Cela me permet d'évoquer un des principaux trous dans la raquette : les indépendants qui n'ont pas été obligés d'arrêter leur activité, mais qui ont fait zéro recette. Je pense aux photographes, qui ne sont ni dans le plan restauration ni dans le plan événementiel mais qui travaillent sur les événements et les mariages, ou au cas presque caricatural des traiteurs, qui ne sont pas inclus dans le plan visant les hôtels, cafés, restaurants ; ceux qui sont aussi bouchers ou charcutiers n'ont droit à aucune aide. Qui plus est, comme le fonds de solidarité est destiné aux entreprises de moins de dix salariés et réalisant moins d'un million de chiffre d'affaires, celui qui emploie onze salariés et dont le chiffre d'affaires atteint 1,2 million passe à côté de toutes les mesures de soutien. On voit bien les limites de ces dispositifs : ils procèdent de bonnes intentions mais sont toujours contraints par telle ou telle règle administrative qui vient entraver leur application. C'est pour nous très pénible et frustrant.

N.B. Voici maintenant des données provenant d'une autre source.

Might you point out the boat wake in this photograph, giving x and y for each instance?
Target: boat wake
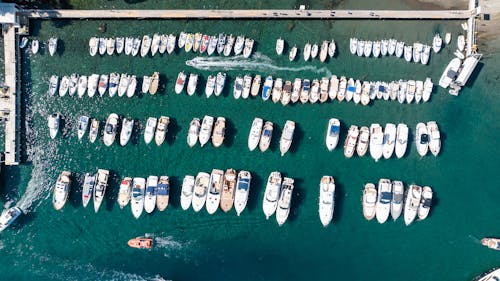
(258, 62)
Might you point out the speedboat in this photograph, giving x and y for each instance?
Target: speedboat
(389, 140)
(100, 188)
(326, 199)
(110, 129)
(206, 130)
(412, 202)
(363, 140)
(271, 194)
(434, 137)
(369, 201)
(255, 132)
(187, 192)
(124, 192)
(266, 90)
(228, 189)
(61, 190)
(137, 198)
(265, 138)
(149, 131)
(384, 200)
(162, 193)
(88, 188)
(425, 203)
(219, 131)
(422, 139)
(200, 191)
(350, 141)
(193, 132)
(150, 195)
(376, 141)
(285, 201)
(83, 124)
(53, 123)
(401, 140)
(214, 190)
(287, 137)
(398, 191)
(94, 130)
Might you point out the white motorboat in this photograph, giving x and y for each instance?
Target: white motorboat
(363, 141)
(61, 190)
(350, 141)
(287, 137)
(422, 139)
(206, 130)
(412, 202)
(326, 199)
(376, 141)
(214, 190)
(384, 200)
(193, 132)
(126, 132)
(110, 129)
(271, 194)
(149, 131)
(285, 201)
(83, 124)
(137, 196)
(100, 188)
(150, 195)
(397, 199)
(187, 192)
(53, 124)
(369, 201)
(255, 132)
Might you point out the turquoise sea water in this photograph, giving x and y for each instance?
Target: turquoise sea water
(77, 244)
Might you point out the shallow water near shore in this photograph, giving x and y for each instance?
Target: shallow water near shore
(77, 244)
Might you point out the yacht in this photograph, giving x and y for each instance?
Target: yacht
(363, 140)
(422, 139)
(285, 201)
(326, 199)
(100, 188)
(187, 192)
(434, 137)
(397, 199)
(124, 192)
(214, 190)
(350, 141)
(287, 137)
(228, 189)
(384, 200)
(425, 203)
(369, 201)
(265, 137)
(88, 188)
(200, 191)
(412, 202)
(53, 123)
(137, 197)
(83, 124)
(271, 194)
(193, 132)
(61, 190)
(94, 130)
(162, 193)
(150, 195)
(149, 131)
(376, 141)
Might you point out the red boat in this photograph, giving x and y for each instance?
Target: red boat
(141, 243)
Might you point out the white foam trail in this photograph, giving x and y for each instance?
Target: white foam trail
(258, 62)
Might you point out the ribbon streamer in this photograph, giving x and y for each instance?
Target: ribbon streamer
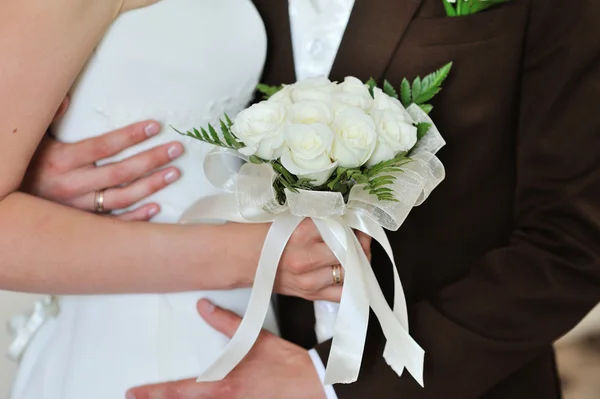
(249, 198)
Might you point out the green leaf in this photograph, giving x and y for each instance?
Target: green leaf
(214, 135)
(426, 108)
(229, 122)
(267, 91)
(416, 89)
(431, 84)
(450, 11)
(231, 142)
(422, 129)
(389, 89)
(372, 84)
(205, 135)
(405, 93)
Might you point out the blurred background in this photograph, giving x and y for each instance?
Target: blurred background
(578, 353)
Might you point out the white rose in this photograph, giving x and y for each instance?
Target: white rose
(395, 134)
(282, 96)
(313, 89)
(307, 112)
(382, 102)
(260, 128)
(307, 152)
(355, 138)
(355, 93)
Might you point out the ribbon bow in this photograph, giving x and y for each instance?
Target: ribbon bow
(249, 198)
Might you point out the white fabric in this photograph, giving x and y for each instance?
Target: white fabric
(317, 30)
(165, 62)
(318, 27)
(316, 359)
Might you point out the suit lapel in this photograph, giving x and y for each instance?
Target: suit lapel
(374, 32)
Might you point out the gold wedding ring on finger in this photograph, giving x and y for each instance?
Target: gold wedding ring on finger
(99, 201)
(336, 271)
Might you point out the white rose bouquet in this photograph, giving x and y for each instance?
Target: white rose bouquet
(349, 155)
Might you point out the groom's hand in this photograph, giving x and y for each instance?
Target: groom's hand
(274, 369)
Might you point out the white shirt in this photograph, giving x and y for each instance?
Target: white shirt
(317, 30)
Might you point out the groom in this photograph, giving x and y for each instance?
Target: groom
(504, 257)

On nous a dit il y a une quinzaine de jours que les cotisations sociales feraient l'objet d'exonérations pour les indépendants qui ont été forcés d'arrêter leur activité. Mais on ignore encore le périmètre et la base de cette mesure : concerne-t-elle les allocations familiales, les cotisations d'assurance maladie ou retraite, la CSG, la CRDS ? S'agit-il des cotisations sur la base des revenus de 2019, de 2020 ? On laisse tomber ceux qui avaient le droit de travailler mais qui n'ont rien gagné ainsi que ceux qui ont perdu plus de 50 % de leur chiffre d'affaires et devront payer à un moment donné leurs cotisations. Il y a quelque chose qui ne fonctionne pas.

Si nous voulons accompagner les indépendants, il faut aller jusqu'au bout ; le risque est réel d'une hécatombe complète au dernier trimestre qui produirait une explosion catastrophique du chômage. L'investissement massif dans le financement du chômage partiel n'aura servi à rien s'il aboutit dans quelques mois à du chômage total.

Le sujet de la reprise devra être tranché politiquement, car des problèmes de rentabilité vont se poser. Contrairement aux très grosses entreprises, la plupart des indépendants ne peuvent se permettre de travailler en perdant de l'argent plusieurs mois de suite. Nombreux sont ceux qui verront leur chiffre d'affaires diminuer – même les coiffeurs, qui font face à une demande importante, ne pourront pas servir le même nombre de clients qu'auparavant –, tout en devant faire face aux surcoûts liés aux mesures sanitaires. Petites ou grandes, ces entreprises auront tendance à augmenter leurs tarifs, entraînant la grogne des consommateurs et créant un problème social majeur. Il faut donc les accompagner de façon continue, de façon à passer cette difficulté.

Par ailleurs, Les Français ont économisé à peu près 60 milliards en trois mois. La reprise de la consommation et la relance de l'économie dépendront du fait qu'ils les dépensent ou non.

Enfin, on a évoqué la responsabilité pénale des employeurs, mais nos collègues pourraient aussi être attaqués par leurs clients : un garagiste m'a ainsi expliqué que sur douze clients reçus en une journée, trois lui avaient demandé de les assurer que leur véhicule ne serait pas infecté par le coronavirus lorsqu'il le leur rendrait. Nous sommes d'accord pour assumer nos responsabilités, mais, à partir du moment où nous respectons les contraintes sanitaires très strictes, nous ne voulons pas voir notre responsabilité pénale engagée. Le juge restera libre de choisir, mais la loi doit nous apporter cette garantie.